Over the course of the weekend, I had aggregated snippets of the story from various sources. The headline on the Saturday morning issue of the Willow Gazette had been Tragedy in Green Bay: Local Teen Killed in Collision. The three sparse paragraphs about the crash claimed that two local teens from Weeping Willow High School had been involved in a crash just outside Green Bay when an eighteen-wheeler truck had hit them head-on during the hailstorm. The driver of the car in which Olivia had been riding hadn't been named, but had allegedly stumbled away from the scene with minor injuries. A picture of what was left of the car had run alongside the article. It was unrecognizable as a vehicle; it looked more like a gnarly knot of scrap metal, and the expression on the face of the state trooper who had been photographed next to the wreckage indicated that he was thinking the same thing that I was thinking: how was it possible that someone had walked away alive from that kind of an accident?  The newspaper claimed that the truck driver responsible was devastated; he hadn't even seen through the heavy hail that he had swerved out of his lane. Cheryl had called me on Saturday afternoon to share the rumor that Olivia's body had practically been cut in half from the force of the collision. The shoes she had just bought at the mall were found nearly thirty feet away from the car, off to the side of the rural highway, in the woods. Not far, Cheryl added, from Olivia's severed arm.

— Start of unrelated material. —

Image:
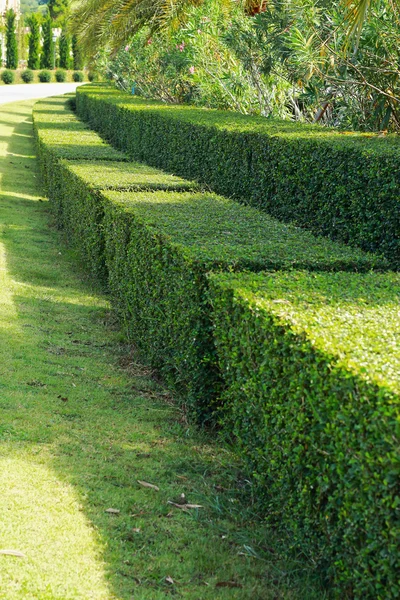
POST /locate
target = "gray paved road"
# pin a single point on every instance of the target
(15, 93)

Of course I wondered who had been driving her, if perhaps she had run into someone from school at the mall and had decided to hitch a ride either to the game or back to town when her car refused to start. In none of the tearful conversations I'd had with friends who'd called to talk had the name of the driver been mentioned. It didn't seem like anyone knew with whom Olivia had spent her final moments.

At the back of the room, just inside the doors, I lurked in a corner, watching quietly as kids from school and teachers drifted in. No one knew quite what to say to Olivia's parents, quite how to stand, where to put their hands, where to rest their eyes. Everyone was hungry for more details, myself included, but it was absolutely out of the question to talk about the accident at the memorial. Soft classical music played throughout the afternoon, pumped in through the air vents along with chilly air.  There were enormous floral arrangements on both sides of the casket; sent from the Lions Club, the Knights of Columbus, the PTA, the faculty union at the high school, and Olivia's dad's accounting firm. A hanging arrangement of pale pink bud roses and baby's breath draped over the casket's top, held together with silky cream-colored ribbon. It was probably not all that different from the corsage that Pete had planned to place on Olivia's wrist the night of the Homecoming dance, the dance that had been cancelled in light of Olivia's tragic death. It was a morbid thing to think; but if Olivia had been able to share her opinion of her own wake, I think she would have approved.